O non lo vuole sentire? L’idea di Salvini premier crescerà con i voti della Lega.
«Salvini ha una vita davanti a sé per fare il premier, se e quando si creeranno le condizioni. Non in questa legislatura».

E se la legislatura finisse tra pochi mesi?
«Lo escludo».

Neppure per evitare una legge di bilancio durissima?
«Non credo che qualcuno andrà alle elezioni proponendo questo programma. E poi, con un sistema elettorale così proporzionale, nessuno può confidare in un ribaltamento significativo dei rapporti di forza parlamentari. Starei attento a non sopravvalutare i sondaggi».

Dopo essersi definito avvocato del popolo, ora ne fronteggia due: uno grillino e uno leghista.
«L’azione del governo è sempre stata di sintesi, e cosi sarà. Il metodo è: esaminare, approfondire e scegliere, con il bene comune come obiettivo».

Non teme di passare alla storia come il premier che ha mandato l’Italia a sbattere sull’economia?
«Ci sono segnali di ripresa, segnalati perfino da Bankitalia. Stiamo pubblicando il decreto sblocca cantieri. E martedì approveremo quello per la crescita».

Lei cita Bankitalia. Ma le designazioni dei suoi vertici sono bloccate dal governo.
«Non mettiamo le mani su Bankitalia, né vogliamo intaccarne l’autonomia. Il governo esaminerà le designazioni in Consiglio dei ministri e si riserva di valutarle usando le sue prerogative. Se però si ritiene che il governo abbia un ruolo di mero passacarte rispetto a decisioni che vanno confermate, si offre una rappresentazione sbagliata».

Risolverà anche lo scontro innescato dalla circolare di Salvini tra sindaci e prefetti?
«Il programma di governo non prevede prefetti-sceriffi. In quella circolare si ipotizzano casi limite di illegalità e degrado dei centri urbani e comunque si prevedono riunioni dei Comitati per l’ordine e la sicurezza pubblica a cui partecipano anche i sindaci».

A sentire lei, va tutto più o meno bene. Eppure le tensioni sono vistose. Il ministro dell’Economia, Giovanni Tria, appare accerchiato.
«Per la questione dell’aumento dell’Iva? È stato un equivoco: certo che se non faremo nulla scatterà l’Iva. Ma adotteremo tutte le precauzioni per evitarla. I viceministri Garavaglia e Castelli stanno già operando per la revisione della spesa. Non è isolato Tria, né l’Italia a livello internazionale».

La crisi libica farebbe capire il contrario. Il presidente Usa, Donald Trump vi appoggia o no?
«L’ho invitato per aiutarmi a perseguire una soluzione politica. L’opzione militare, appoggiata anche da esponenti della comunità internazionale, ha fallito».

Il fallimento coinvolge anche la Francia?
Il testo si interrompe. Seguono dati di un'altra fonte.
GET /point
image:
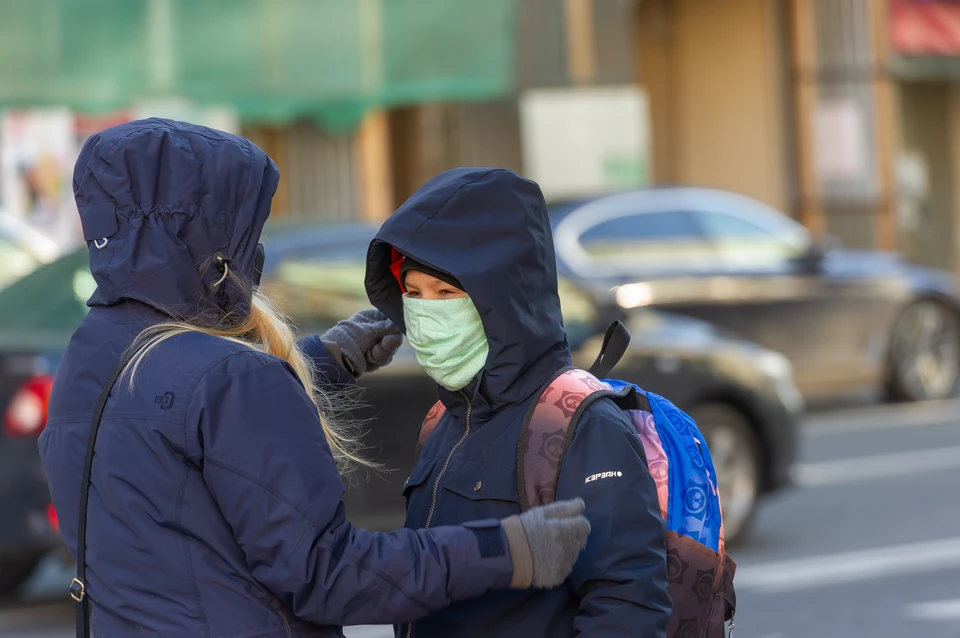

Si fida della Francia?
«Mi fido dell’Italia. E sulla Libia si è visto che avevamo ragione, perché parliamo con tutti gli attori libici e dello scacchiere mediterraneo. Anche sul Venezuela ci hanno criticato, e invece le cose vanno nella nostra direzione».

Veramente all’inizio sembravate appoggiare il regime di Nicolás Maduro.
«Mai come governo. E non a caso ora conduciamo una mediazione a favore del dialogo con la Santa Sede, appoggiata dagli Stati Uniti. Siamo con il popolo venezuelano che in parte è di origini italiane, e abbiamo sempre chiesto elezioni presidenziali credibili e trasparenti».

Lei dà all’Italia una centralità che si fatica a vedere.
«Eppure, siamo più centrali che mai. E vedrà che presto dovranno riconoscerlo tutti, anche i più prevenuti».